Cameron retrieved a sketchbook from his bag and opened it midway through. He’d carried it around for weeks, waiting for the right time. When he looked up, she met his eyes for the first time since he set foot in the studio, and the collision of hope and pain starved his heart for the love of hers, but a series of crude pencil sketches was all he could offer.

“I want you to see this. It’s from my class last spring,” he said, turning the book around. “With Mindy, if you can believe it. It’s yours if you want it.”

Lips slack and jaw slightly agape, she traced the air over the buildings, careful not to smudge pastels on the paper. “You drew it,” she whispered. “You saw me staring at that drawing in the lounge and probably thought I was a madwoman, and that was your picture.”

“It wasn’t even that great a picture. I drew it from memory, and it’s probably all wrong. I couldn’t understand what you saw in it that was so important to you, and honestly, I was afraid to ask. Then you came back and looked at it again and again. I can throw a football and make thousands of people happy, but Avery, I don’t know if I’ve ever created art that had meaning to someone besides myself.”
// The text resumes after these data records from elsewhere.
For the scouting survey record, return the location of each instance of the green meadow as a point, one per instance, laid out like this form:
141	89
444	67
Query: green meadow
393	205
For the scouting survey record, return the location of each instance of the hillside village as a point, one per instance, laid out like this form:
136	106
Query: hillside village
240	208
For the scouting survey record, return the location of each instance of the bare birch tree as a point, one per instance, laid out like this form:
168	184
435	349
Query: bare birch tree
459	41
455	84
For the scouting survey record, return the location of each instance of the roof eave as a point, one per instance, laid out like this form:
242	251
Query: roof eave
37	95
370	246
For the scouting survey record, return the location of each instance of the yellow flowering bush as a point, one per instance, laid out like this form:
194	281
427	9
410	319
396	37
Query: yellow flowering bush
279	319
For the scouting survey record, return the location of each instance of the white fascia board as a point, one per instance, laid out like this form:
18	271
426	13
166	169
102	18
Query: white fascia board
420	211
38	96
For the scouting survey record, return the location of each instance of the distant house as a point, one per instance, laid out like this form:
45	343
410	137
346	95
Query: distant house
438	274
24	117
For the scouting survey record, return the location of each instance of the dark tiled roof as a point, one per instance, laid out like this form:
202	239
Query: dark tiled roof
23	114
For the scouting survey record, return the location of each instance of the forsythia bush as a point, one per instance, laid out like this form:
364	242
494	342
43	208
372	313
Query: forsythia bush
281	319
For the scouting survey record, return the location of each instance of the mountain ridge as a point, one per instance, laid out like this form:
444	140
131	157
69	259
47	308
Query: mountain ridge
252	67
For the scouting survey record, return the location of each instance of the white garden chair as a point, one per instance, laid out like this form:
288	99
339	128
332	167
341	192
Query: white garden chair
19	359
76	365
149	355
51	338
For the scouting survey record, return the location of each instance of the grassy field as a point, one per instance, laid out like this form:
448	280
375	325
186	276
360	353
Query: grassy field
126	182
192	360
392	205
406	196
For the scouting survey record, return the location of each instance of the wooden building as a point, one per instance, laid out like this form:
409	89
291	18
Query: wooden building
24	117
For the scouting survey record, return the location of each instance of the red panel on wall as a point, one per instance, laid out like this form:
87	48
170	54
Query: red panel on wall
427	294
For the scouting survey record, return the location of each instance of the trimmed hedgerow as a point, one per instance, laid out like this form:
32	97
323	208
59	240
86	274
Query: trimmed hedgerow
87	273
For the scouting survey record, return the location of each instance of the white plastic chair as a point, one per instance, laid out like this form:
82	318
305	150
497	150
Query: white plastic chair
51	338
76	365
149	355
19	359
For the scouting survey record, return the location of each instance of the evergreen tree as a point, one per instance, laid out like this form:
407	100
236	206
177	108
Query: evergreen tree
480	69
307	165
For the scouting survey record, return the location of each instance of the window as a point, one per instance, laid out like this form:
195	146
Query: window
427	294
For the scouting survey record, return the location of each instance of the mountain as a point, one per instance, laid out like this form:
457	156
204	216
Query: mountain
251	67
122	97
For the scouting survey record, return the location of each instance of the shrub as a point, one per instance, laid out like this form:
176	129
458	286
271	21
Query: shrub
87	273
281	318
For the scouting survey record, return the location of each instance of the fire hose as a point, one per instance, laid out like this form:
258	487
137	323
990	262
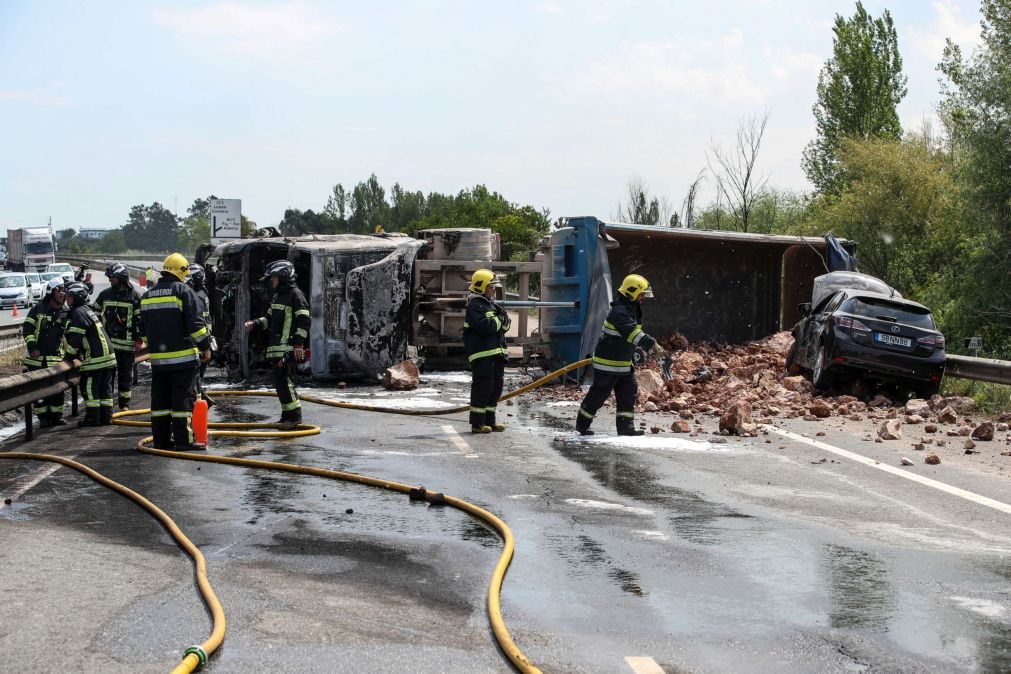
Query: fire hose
195	657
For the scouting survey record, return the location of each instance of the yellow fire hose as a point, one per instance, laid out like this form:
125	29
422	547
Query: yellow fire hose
196	656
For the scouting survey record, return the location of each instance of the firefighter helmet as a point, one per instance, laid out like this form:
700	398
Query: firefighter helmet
196	275
176	265
77	291
634	285
282	269
117	271
481	279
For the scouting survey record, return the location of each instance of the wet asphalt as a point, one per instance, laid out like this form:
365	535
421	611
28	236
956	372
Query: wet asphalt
740	556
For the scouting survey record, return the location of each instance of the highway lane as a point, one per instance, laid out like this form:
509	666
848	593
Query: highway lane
764	554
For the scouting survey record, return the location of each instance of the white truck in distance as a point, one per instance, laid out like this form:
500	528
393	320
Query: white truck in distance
30	249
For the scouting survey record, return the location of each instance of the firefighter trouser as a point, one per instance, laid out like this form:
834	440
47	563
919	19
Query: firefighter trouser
124	376
96	389
625	388
485	389
291	406
173	393
51	407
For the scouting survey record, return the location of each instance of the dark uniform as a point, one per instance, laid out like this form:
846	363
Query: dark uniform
484	330
87	341
171	324
287	324
621	333
43	329
120	310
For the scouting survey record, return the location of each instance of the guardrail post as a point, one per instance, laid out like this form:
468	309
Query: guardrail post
28	428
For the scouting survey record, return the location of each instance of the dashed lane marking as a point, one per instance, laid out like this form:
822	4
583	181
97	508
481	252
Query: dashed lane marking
940	486
458	442
643	665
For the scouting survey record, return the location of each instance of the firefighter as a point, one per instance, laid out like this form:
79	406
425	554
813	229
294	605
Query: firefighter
484	330
119	307
621	335
196	279
43	334
287	323
178	343
86	340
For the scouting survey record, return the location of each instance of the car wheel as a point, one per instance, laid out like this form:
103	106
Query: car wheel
820	376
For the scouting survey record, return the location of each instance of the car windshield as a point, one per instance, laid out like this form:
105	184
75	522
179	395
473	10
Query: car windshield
13	281
886	310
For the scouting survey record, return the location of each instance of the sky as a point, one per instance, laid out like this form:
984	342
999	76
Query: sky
552	103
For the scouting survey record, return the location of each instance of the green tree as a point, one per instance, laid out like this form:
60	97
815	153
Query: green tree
858	90
977	113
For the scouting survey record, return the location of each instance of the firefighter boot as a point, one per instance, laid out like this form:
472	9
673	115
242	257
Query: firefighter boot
161	428
626	426
90	417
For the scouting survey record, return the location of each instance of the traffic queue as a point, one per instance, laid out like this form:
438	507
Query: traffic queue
173	319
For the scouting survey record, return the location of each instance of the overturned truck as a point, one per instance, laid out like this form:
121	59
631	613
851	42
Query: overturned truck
376	299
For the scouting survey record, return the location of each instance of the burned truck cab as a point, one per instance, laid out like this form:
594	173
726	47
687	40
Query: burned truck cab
358	288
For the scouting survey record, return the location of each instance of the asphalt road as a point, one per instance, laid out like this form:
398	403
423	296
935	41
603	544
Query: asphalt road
784	553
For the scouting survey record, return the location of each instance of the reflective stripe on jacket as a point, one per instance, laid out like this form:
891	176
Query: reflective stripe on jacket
43	329
172	325
287	321
87	341
119	308
621	333
484	328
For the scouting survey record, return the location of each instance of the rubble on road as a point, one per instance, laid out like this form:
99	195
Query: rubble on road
401	377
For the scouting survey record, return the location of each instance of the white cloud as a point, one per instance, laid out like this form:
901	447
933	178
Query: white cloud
948	22
687	68
240	28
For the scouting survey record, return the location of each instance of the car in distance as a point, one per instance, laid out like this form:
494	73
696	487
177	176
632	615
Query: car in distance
37	285
65	270
880	337
14	289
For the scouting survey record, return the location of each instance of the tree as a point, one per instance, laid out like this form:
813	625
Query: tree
737	181
858	90
977	113
151	228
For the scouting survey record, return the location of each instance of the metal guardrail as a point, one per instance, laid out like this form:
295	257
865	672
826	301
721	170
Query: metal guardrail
25	389
979	369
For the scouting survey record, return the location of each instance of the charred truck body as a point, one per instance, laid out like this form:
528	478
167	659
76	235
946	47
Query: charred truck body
374	297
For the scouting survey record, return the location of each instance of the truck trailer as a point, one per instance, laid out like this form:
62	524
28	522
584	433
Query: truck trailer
30	249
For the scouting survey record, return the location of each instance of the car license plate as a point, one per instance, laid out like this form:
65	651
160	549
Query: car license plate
893	340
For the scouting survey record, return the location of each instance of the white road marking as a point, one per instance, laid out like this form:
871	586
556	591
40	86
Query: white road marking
29	481
643	664
940	486
458	442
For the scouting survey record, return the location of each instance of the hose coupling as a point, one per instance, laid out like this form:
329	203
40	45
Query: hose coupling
199	653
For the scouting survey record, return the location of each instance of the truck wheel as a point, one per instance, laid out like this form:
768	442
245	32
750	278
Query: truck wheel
820	376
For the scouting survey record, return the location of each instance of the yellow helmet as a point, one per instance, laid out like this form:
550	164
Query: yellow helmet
635	285
176	264
481	279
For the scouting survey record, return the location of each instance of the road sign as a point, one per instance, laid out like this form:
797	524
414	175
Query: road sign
225	219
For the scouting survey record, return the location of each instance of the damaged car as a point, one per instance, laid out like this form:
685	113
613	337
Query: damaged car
868	331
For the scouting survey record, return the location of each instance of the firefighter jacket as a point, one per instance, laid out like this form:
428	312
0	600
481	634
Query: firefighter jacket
484	328
87	341
621	333
119	308
287	321
43	329
171	324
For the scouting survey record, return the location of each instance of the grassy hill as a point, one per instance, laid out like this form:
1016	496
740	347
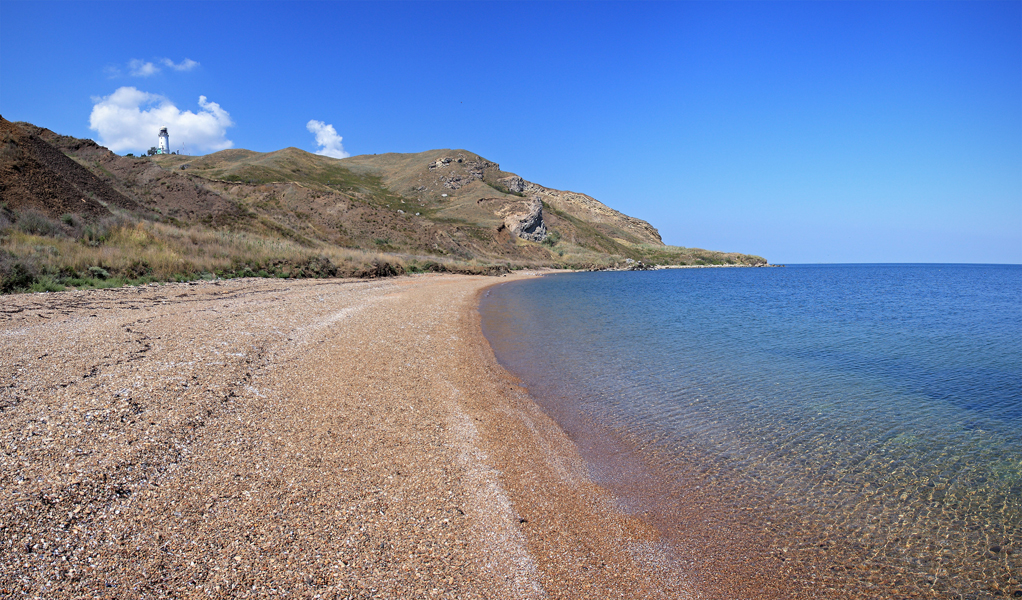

He spun her on her stool so her back was against him again, and wrapped his arms tight around her. She held the book in her lap and didn’t look up.

“There are a couple pages of sketches if you want to see how it all came together. I know you took the one from the lounge, and I thought you might like to have these, too.”

“It’s hanging over my desk.”

“If it wants company, grab those three pages.”

“Cameron. Thank you.”

She plucked carefully at the paper as she pulled it away from the spiral binding. “Why aren’t there any flowers in front of those pretty palmettos?” she asked. “Magnolias, maybe, in the little gardens facing the water?”

He poked the simple shrubs in front of several houses. “I was tired of this picture before I turned it in. I overthought it and screwed up the perspective a half-dozen times, which you’ll see in those pages. I didn’t have time for flowers, so I decided it’s late fall. The magnolias and camellias and all the bees are gone.”